George Liles Parkway: Widening of the 3.2 mile section of George Liles Parkway in Concord from Roberta Road to Weddington Road is covered under a $37 million DOT contract. The road will be widened to four lanes and work should be completed in early 2018.
Mooresville Road/NC 3 Widening: This is a joint project between the DOT and the City of Kannapolis. The $27 million project calls for widening 2.5 miles to a four-lane “superstreet” with a median from the Kannapolis Parkway to Dale Earnhardt Blvd. It includes wider sidewalks on both sides, curb and gutters, and wider outside travel lanes for bicyclists. The superstreet concept which the DOT favors will require motorists seeking to turn left onto NC-3 to first turn right and then do a U-turn.
I-77 toll lanes: Construction work continues daily on adding the toll lanes between Exit 23 and Exit 36. DOT has entered into a controversial contract with Cintra/I 77 Mobility Partners for the work, claiming that it is investing only about $90 million of its own money. NCDOT says that its partnership with I-77 Mobility Partners significantly sped up the targeted completion date. Of course, general purpose funding was not used for I-77.
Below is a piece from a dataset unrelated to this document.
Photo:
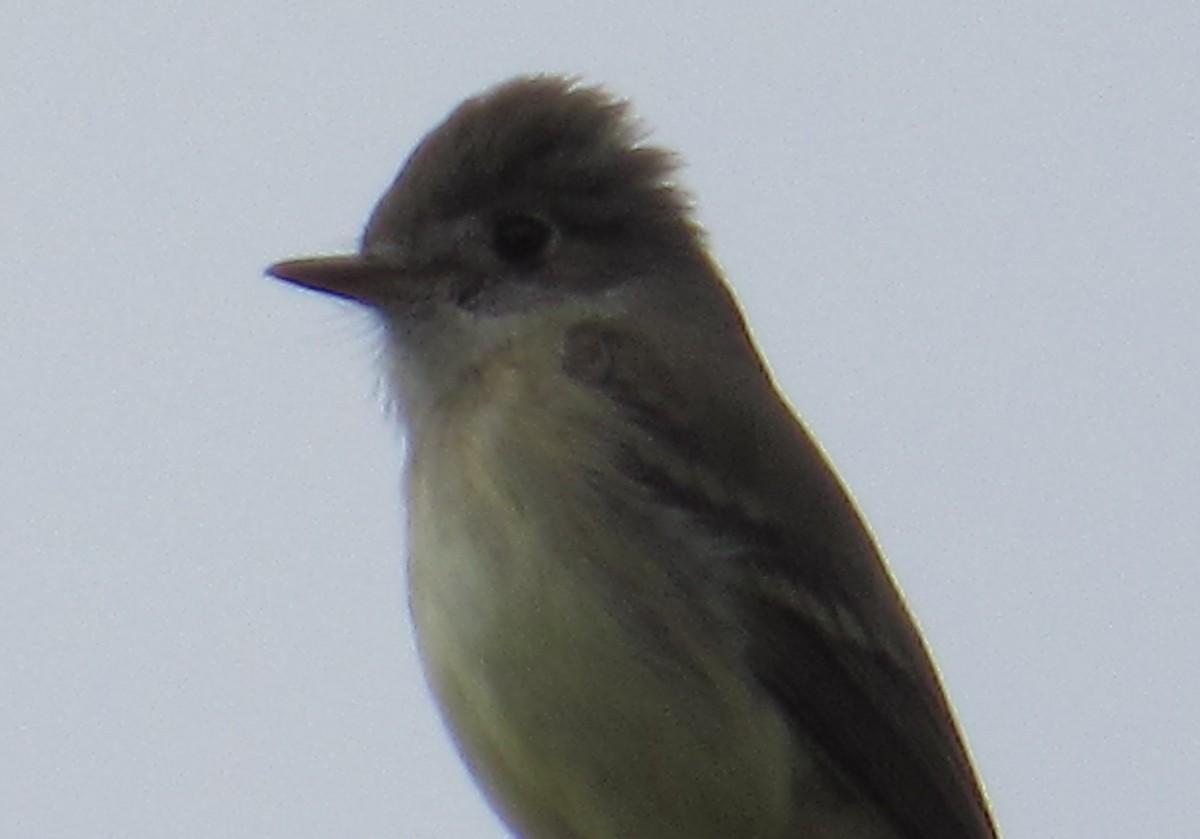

The status of the toll lane contract may change with a new administration in Raleigh.
Bonus Allocation Funds: As part of the I-77 contract the DOT made funds available for adjoining projects in local communities, as an “expression of appreciation,” although some critics called it “bribe money.” The funds are provided to regions that accept toll road projects or commit local funds toward state projects. For example, out of a total pool of $158 million, $5 million was allocated to improve the intersection of Torrence Chapel Road and West Catawba Ave in Cornelius, adjacent to Exit 28. However, these funds come with time limitations on when the money must be committed, or the funds will be reassigned to other projects. It remains to be seen whether local officials will be able to agree on specific project details in time to actually use the bonus funds.
In Cornelius, a $2.47 million construction project has begun on the town’s first park and ride facility, as crews clear land on a 4.34 acre parcel a block south of West Catawba just east of the One Norman Boulevard intersection. When completed by the end of April 2017, the facility will be able to accommodate approximately 350-400 vehicles and address current and future demand for park and ride spaces in Cornelius.
Still under study is what bus lines will be actually serving the new facility.
Blue Line extension: The Blue Line Extension runs 9.3-miles from the 7th Street Station in Center City Charlotte through the NoDA (North of Davidson) and University areas, terminating on the UNC-Charlotte campus. The line will have 11 new transit stations, and approximately 3,100 parking spaces will be provided at the four stations with parking facilities, including 3 parking garages.
The alignment will run within the existing Norfolk Southern and North Carolina Railroad (NCRR) rights-of-way from Center City Charlotte to the middle of the route where it will transition to the median of North Tryon Street/US-29. The line will remain in the median until approximately 1,000 feet north of the existing entrance to the UNC Charlotte’s Charlotte Research Institute, where it will enter the campus. The $1.16 billion extension is expected to be completed by the end of 2017.